IDAA
– Boa tarde a todos!
– Primeiramente, antes de iniciar meu relato, gostaria de esclarecer alguns pontos. Segundamente, gostaria de afirmar que estou aqui por livre e espontânea pressão. Terceiramente, meu nome é Cesar e tenho essa horrível mania de falar, falar e não falar nada.
As pessoas no círculo riram e, em uníssono, disseram: oi, César!
– Para mim é muito difícil falar de mim na primeira pessoa. Me sentiria muito mais confortável inventando um pseudônimo e narrando minha história com um distanciamento seguro. Mas não seria verdadeiro. Então estou aqui, eu, César Albuquerque, de coração aberto diante de vocês. Que fique claro que coração aberto não tem valor semântico de algo bom ou nobre para mim, pelo contrário: a sensação é a de expor uma ferida sangrenta diante de animais selvagens famintos.

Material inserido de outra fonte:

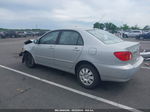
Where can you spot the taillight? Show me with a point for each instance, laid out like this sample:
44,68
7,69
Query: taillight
123,55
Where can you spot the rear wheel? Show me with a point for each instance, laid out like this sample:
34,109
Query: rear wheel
88,76
29,61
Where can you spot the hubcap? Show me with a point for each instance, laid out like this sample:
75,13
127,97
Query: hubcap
86,76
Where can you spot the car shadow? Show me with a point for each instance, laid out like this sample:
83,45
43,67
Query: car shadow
70,78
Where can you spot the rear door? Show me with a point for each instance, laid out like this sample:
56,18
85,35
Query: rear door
44,50
68,49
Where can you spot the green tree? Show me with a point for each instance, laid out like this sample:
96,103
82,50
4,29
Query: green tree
147,27
135,27
111,27
125,27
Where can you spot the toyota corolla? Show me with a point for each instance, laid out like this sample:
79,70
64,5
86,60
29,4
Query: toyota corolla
93,55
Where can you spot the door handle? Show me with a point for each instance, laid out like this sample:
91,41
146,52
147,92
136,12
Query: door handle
51,47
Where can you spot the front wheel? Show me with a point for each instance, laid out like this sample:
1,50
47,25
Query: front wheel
29,61
88,76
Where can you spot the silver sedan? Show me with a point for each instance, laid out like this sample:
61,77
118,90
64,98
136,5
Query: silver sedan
93,55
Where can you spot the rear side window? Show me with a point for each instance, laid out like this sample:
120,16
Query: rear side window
105,37
70,38
49,38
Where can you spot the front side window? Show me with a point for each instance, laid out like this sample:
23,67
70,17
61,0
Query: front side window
49,38
105,37
70,38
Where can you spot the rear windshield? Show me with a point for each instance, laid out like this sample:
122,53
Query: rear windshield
105,37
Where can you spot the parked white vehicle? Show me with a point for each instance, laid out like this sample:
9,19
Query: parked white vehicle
132,33
92,54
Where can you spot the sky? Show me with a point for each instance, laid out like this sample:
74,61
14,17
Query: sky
53,14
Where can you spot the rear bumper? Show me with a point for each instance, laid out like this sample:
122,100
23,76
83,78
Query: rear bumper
119,73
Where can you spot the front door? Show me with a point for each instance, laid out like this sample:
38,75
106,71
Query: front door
68,49
44,50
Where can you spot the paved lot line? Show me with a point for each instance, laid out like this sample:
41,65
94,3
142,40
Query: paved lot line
146,67
74,90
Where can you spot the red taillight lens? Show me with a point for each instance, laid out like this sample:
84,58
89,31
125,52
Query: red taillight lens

César absorveu a reação das pessoas às suas palavras. Esperava distanciamento, rivalidade, desinteresse diante de suas palavras cuidadosa e ironicamente polidas. Ou ao menos que a maioria dos ouvintes se sentisse ofendida ao ser comparada com animais famintos.
Ao olhar para as faces genuinamente interessadas e encorajadoras, contudo, percebeu que seu arsenal de nada valia naquele campo de batalha. Não haveria clima de guerra. E isso, obviamente, era algo extremamente perigoso.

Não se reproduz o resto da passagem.